Portraits Fantômes

Il y a dix ans, Mickaël Phelippeau a habité chez Marine pendant une semaine. Il ne connaissait rien d’elle. Il ne savait même pas, quand il est arrivé, qu’il vivait chez une femme. Mais grâce aux photographies accrochées au mur au dessus du buffet, aux CDs de Céline Dion, aux livres et aux revues laissés çà et là, il a composé et performé un portrait de cette femme dont il a approché une certaine intimité. La rencontre a posteriori avec Marine a confirmé une étrange proximité avec sa vie et une distance qui lui a donné la sensation d’être totalement protégée. Le rapport entre réalité et fiction décuple un éventail impressionnant de possibles. C’est avec le souvenir de cette expérience que l’artiste propose de réitérer l’aventure.

C’est ainsi qu’en avril 2013, dans les rues de Brétigny, dans certains journaux, il était possible de lire l‘annonce suivante :

Mickaël Phelippeau, chorégraphe, interprète et plasticien, cherche appartement, studio, loft, maison, château, ferme, cabane dans l'Essonne laissé(e) pour une durée minimum de 4 jours entre le 29 avril et le 12 mai 2013 pour y résider.
Le but est de fantasmer un portrait chorégraphié de l'habitant à partir de et à travers ses espaces, ses objets, ses musiques, ses livres, etc.
L'habitant laissera son logement pendant cette période à Mickaël Phelippeau pour lui permettre de brosser un portrait par ses contours, un portrait en creux.
Cela donnera lieu à une déambulation publique dans les différentes habitations ainsi prêtées à l'issue des 15 jours.
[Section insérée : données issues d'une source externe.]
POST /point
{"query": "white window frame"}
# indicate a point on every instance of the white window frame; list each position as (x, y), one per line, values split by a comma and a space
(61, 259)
La rencontre entre les habitants et l'artiste se fera au moment des restitutions et après, celle-ci pouvant également faire l'objet d'un entretien.


La création de cette forme particulière a eu lieu en mai 2013 à Brétigny, en partenariat avec le Théâtre Brétigny, scène conventionnée. Le projet s’est poursuivi en mai 2014 au Quartz, scène nationale de Brest, dans le cadre du festival Les Humanités.

En 2016, ce projet atypique a été mis en œuvre dans deux villes, en partenariat avec deux structures : en mars au Theater Freiburg en Allemagne (première internationale) et en avril au Théâtre Louis Aragon, scène conventionnée danse de Tremblay-en-France.